Money for the work falls under the Viable Utility Reserve act passed by the General Assembly to help distressed local government units maintain, improve and replace public water and wastewater infrastructure, with a goal of working with other distressed local governments, according to a news release from State Treasurer Dale Folwell.

“A dependable source of clean drinking water and reliable wastewater systems are of the utmost importance for public health, environmental stewardship, quality of life and economic development,” said Folwell who chairs the LGC. “Many small towns and rural communities, in particular, as well as some urban centers face massive challenges providing those essential services due to shrinking tax bases and depopulation. The VUR is a vital stopgap to the decline.”

Asset Inventory and Assessment (AIA) Grants are conducted to determine the condition and needs of water and wastewater systems, to develop short-term and long-term action plans to keep the systems viable. Drinking water and wastewater grants pay for the physical repair, replacement and rehabilitation work.
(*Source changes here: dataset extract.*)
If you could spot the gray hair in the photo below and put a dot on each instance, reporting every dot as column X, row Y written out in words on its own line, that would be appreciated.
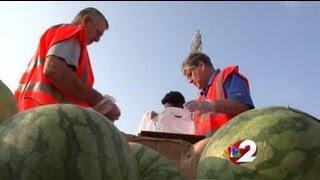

Towns in the greater Triangle area that received AIA Grants

  • Lucama in Wilson County — Sewer — $284,760
  • Newton Grove in Sampson County — Sampson sewer — $314,000
  • Seaboard in Northampton County — Wastewater system — $324,075
  • Whitakers in Nash/Edgecombe counties — Sanitary sewer system — $384,045

Drinking water grants

  • Black Creek in Wilson County — Ground-level storage tank and booster pump — $1.723M
  • Enfield in Halifax County — Pkase 7 water-system improvements — $6.15M
  • Rich Square in Northampton County — Phase 4 water improvements — $6.114M
  • Stovall in Granville County — Water tank and water system rehabilitation, Phase 2 — $7.859M

Wastewater grants

  • Pikeville in Wayne County — 2023 wastewater improvements — $1.940M
  • Seaboard — WWTP & sewer-line replacement — $10.637M

In other LGC business:

  • Wilson’s Mills in Johnston County got approval from the LGC on $1.5 million in financing to buy 11.5 acres of land and five existing buildings as town departments expand. The town expects to hire an additional 10 to 12 personnel by 2025. The current Town Hall houses 31 employees in a 900-square-foot building that is more than 100 years old and is at capacity.
  • Wake County’s plan to refund $83.7 million in general obligation bonds to save nearly $4.3 million in lower interest costs was approved by the LGC.